Self-heated CO gas sensor based on Au-decorated Sb-implanted WS2 nanosheets

In this study, Sb ions were implanted into p-type tungsten disulfide (WS2) nanosheets (NSs) at four different doses and carbon monoxide (CO) gas-sensing properties were investigated in the self-heating mode. The ratio of Sb5+ to Sb3+ was approximately 7:3, implying that Sb5+ ions were dominant and acted as donors to change the conductivity of WS2 to n-type. Implanting 2 x 1013 Sb ions/cm2 followed by annealing at 500 degrees C resulted in a sensor with the highest response to CO gas. Subsequently, the surface of the optimal gas sensor was decorated with Au nanoparticles (NPs), leading to its improved response to CO gas. The main parameters related to the enhanced gas performance of the optimized gas sensor were the increase in O ionosorption with generation of S vacancies, formation of Au/Sb-WS2 heterojunctions, and catalytic and spillover effects of Au NPs. The possibility of realizing a self-heated, CO-gas-sensitive sensor using decorating Sb-implanted WS2 NSs with Au was demonstrated.

Automated summary

In this study, Sb ions were implanted into p-type tungsten disulfide nanosheets and their gas-sensing properties for CO gas were investigated.
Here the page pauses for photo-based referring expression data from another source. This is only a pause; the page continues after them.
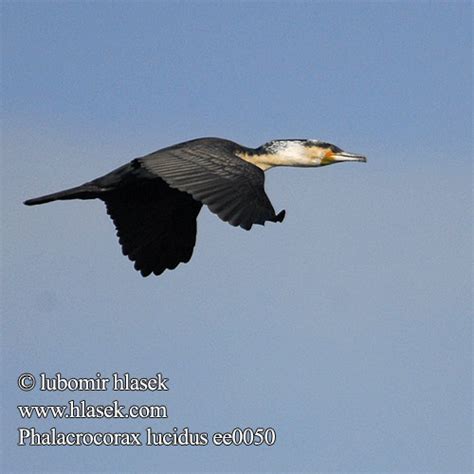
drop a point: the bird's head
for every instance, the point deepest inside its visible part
(305, 153)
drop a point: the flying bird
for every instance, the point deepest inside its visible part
(154, 200)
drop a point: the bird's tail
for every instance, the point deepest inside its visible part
(85, 191)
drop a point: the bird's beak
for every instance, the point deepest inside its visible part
(345, 156)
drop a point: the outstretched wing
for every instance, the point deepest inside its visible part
(209, 170)
(156, 224)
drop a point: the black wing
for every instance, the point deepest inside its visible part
(156, 224)
(210, 171)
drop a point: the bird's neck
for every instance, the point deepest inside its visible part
(265, 160)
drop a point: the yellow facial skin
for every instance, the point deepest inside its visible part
(328, 158)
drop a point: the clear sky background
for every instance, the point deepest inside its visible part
(347, 328)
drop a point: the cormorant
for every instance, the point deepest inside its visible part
(154, 200)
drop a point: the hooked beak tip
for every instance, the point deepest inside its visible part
(344, 156)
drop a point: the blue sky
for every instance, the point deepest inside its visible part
(347, 327)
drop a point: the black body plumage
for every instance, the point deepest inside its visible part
(154, 200)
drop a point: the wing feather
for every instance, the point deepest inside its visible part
(213, 174)
(156, 224)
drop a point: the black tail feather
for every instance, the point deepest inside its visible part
(85, 191)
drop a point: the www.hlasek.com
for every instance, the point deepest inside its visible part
(30, 436)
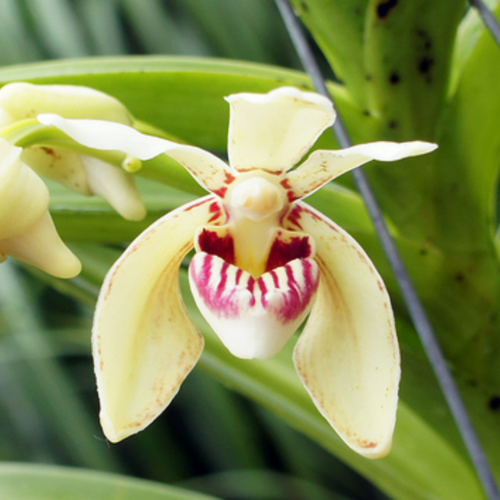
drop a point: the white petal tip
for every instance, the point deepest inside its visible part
(107, 136)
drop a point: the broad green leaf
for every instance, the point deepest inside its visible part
(44, 482)
(338, 28)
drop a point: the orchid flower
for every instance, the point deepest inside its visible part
(82, 173)
(26, 228)
(264, 260)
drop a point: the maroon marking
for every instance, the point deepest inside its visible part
(212, 243)
(297, 299)
(215, 210)
(291, 196)
(250, 288)
(290, 303)
(229, 177)
(282, 252)
(239, 273)
(223, 280)
(200, 203)
(221, 192)
(294, 216)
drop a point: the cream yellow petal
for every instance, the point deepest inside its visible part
(348, 355)
(274, 131)
(41, 246)
(20, 100)
(23, 195)
(61, 165)
(144, 343)
(323, 165)
(26, 228)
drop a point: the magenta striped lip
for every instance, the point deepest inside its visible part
(229, 292)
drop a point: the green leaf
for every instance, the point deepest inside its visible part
(338, 28)
(26, 482)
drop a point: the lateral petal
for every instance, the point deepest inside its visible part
(144, 343)
(322, 166)
(274, 131)
(211, 172)
(348, 355)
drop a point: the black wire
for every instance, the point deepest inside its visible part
(488, 18)
(415, 308)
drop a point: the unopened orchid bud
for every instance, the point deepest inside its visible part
(26, 228)
(84, 174)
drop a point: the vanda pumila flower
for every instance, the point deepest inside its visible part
(263, 261)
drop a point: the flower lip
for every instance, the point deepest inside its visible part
(253, 317)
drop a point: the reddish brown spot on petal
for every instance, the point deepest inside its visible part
(216, 211)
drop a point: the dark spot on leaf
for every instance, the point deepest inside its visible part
(394, 79)
(494, 403)
(384, 8)
(425, 64)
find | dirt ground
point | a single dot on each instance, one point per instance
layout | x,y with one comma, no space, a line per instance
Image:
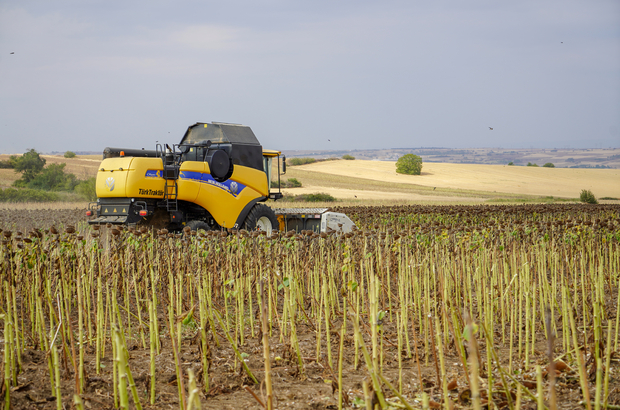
315,389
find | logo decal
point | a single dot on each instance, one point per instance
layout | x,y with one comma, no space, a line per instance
153,173
110,184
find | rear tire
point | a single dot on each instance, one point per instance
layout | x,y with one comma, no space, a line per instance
196,225
261,218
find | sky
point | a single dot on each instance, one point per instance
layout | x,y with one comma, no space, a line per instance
82,75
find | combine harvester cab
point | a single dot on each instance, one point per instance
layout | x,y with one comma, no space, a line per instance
215,178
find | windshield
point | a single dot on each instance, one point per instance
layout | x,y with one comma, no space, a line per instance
219,133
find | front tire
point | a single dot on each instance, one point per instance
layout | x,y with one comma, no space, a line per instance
261,218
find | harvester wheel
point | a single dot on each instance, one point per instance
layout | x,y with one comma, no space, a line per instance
196,225
261,218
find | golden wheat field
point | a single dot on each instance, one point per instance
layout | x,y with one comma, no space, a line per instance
539,181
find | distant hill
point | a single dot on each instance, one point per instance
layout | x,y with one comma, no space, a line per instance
560,158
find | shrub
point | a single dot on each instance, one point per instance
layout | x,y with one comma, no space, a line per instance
87,189
587,197
289,183
409,164
300,161
27,195
53,178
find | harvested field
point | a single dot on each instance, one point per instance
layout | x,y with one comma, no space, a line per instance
386,308
538,181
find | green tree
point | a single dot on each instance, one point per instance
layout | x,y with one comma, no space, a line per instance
409,164
30,165
587,196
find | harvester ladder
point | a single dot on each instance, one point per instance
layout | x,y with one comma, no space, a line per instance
171,191
171,161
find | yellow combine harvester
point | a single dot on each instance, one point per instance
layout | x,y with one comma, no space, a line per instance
215,178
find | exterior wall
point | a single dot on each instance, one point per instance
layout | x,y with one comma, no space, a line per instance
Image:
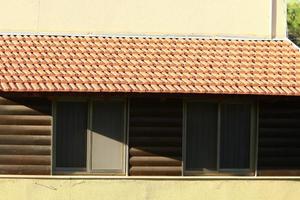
25,136
75,189
234,18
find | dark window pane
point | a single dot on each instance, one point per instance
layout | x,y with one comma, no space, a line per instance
235,136
108,135
71,127
201,136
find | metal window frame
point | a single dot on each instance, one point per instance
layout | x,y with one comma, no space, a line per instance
88,170
252,170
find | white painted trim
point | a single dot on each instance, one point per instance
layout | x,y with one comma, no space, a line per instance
163,36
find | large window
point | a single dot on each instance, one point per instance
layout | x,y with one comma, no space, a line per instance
90,137
219,137
207,138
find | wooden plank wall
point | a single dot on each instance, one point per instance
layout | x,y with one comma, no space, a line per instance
155,137
279,138
25,136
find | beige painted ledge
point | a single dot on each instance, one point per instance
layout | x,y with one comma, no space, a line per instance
156,188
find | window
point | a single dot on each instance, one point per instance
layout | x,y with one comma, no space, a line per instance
218,137
71,129
90,137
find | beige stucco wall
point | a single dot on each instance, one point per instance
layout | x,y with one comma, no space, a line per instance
237,18
88,189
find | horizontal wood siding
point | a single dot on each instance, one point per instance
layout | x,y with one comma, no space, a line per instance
25,136
279,138
155,137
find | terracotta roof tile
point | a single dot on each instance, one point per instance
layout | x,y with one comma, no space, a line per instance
159,65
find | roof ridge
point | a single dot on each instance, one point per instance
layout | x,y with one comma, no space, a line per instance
208,37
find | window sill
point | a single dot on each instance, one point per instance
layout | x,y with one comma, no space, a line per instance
164,178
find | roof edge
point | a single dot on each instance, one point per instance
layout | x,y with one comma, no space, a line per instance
162,36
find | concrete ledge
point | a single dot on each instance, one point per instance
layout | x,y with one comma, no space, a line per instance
66,188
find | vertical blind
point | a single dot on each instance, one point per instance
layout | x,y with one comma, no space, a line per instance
71,128
217,134
201,137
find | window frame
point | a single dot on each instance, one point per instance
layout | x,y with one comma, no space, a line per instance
88,169
252,170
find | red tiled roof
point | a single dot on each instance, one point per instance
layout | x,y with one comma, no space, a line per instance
156,65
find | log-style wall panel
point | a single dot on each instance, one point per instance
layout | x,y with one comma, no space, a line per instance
279,138
155,137
25,136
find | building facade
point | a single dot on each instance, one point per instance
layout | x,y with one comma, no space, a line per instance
166,99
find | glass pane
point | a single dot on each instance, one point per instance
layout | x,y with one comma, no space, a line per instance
201,136
108,136
235,136
71,127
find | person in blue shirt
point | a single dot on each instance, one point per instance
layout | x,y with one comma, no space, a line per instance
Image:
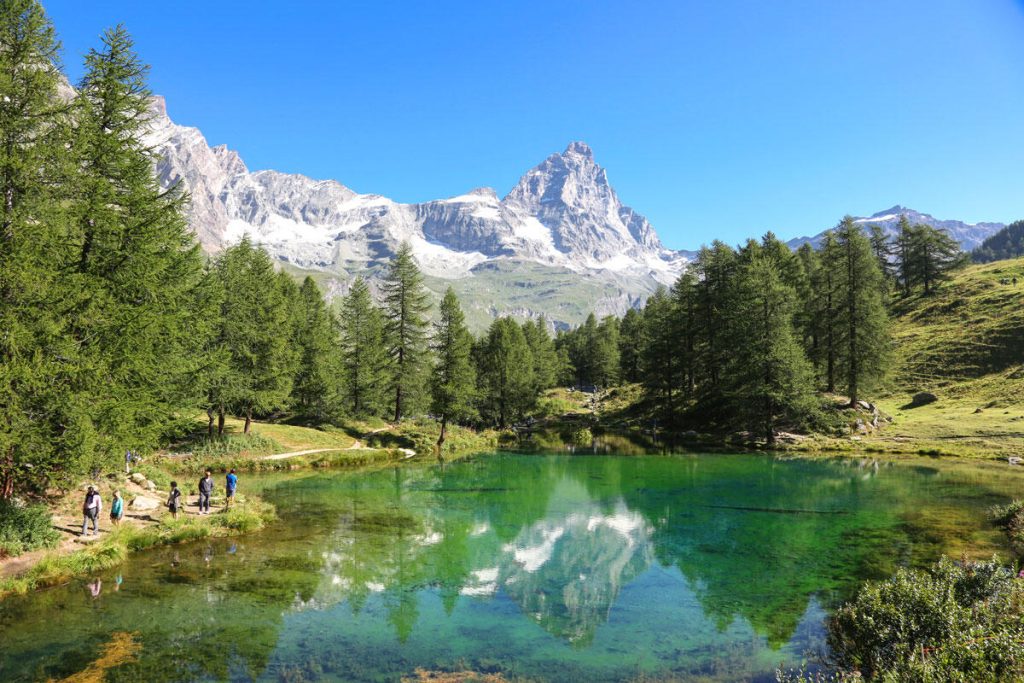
117,509
232,483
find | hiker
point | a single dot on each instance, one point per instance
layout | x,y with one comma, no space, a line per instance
90,510
117,509
205,491
174,500
232,483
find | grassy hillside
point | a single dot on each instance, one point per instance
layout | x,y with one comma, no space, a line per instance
965,344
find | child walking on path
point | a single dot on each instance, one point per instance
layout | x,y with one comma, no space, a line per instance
90,510
205,491
117,509
174,500
231,484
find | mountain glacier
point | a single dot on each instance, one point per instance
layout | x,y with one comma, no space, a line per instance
559,244
969,236
562,213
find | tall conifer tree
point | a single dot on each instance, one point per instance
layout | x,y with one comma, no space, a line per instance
136,259
862,322
453,382
542,348
506,373
256,326
770,379
39,420
406,306
631,345
364,356
314,393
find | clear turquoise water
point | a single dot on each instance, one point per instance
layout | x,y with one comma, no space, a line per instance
543,567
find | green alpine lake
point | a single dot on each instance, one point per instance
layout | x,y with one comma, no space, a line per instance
547,567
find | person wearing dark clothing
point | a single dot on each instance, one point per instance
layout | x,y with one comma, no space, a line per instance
174,500
205,491
231,485
90,510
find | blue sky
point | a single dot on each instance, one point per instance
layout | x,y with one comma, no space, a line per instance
715,119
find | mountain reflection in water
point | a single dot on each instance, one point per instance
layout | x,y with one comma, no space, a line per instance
546,567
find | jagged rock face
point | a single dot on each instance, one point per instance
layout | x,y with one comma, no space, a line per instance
570,196
969,236
562,213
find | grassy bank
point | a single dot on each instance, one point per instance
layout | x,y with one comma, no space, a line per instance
248,515
964,343
269,447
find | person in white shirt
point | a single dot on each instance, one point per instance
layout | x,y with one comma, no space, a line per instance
90,510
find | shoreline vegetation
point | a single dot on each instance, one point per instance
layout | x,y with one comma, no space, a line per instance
118,331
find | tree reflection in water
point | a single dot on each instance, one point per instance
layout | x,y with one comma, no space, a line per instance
550,567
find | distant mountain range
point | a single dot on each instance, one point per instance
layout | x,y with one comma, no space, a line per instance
559,244
969,236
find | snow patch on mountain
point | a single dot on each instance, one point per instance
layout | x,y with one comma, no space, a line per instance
561,213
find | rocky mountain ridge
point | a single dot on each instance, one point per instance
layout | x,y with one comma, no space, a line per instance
969,236
562,213
559,244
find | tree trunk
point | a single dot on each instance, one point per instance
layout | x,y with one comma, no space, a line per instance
7,482
440,437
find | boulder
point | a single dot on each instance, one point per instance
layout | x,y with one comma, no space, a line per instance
143,503
923,398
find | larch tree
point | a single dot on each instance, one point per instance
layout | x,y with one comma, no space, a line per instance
364,356
684,329
861,319
770,379
824,310
542,348
506,373
136,259
314,392
406,306
39,417
256,332
631,345
934,255
904,256
453,382
660,363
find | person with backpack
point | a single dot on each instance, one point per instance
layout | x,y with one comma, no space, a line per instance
117,509
231,485
90,510
174,500
205,491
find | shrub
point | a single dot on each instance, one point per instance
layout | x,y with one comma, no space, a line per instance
951,622
25,527
581,436
1010,518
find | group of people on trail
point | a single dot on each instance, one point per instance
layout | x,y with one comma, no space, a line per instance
205,493
93,504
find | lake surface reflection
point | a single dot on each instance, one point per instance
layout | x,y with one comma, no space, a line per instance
544,567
Sb5+ ions dominated and acted as donors, changing the conductivity of WS2 from p-type to n-type. The highest response to CO gas was achieved with 2 x 1013 Sb ions/cm2 implantation and annealing at 500 degrees C. Au nanoparticles were then decorated on the optimal gas sensor surface to improve its response. The enhanced gas performance was attributed to increased O ionosorption, formation of Au/Sb-WS2 heterojunctions, and the catalytic effect of Au nanoparticles.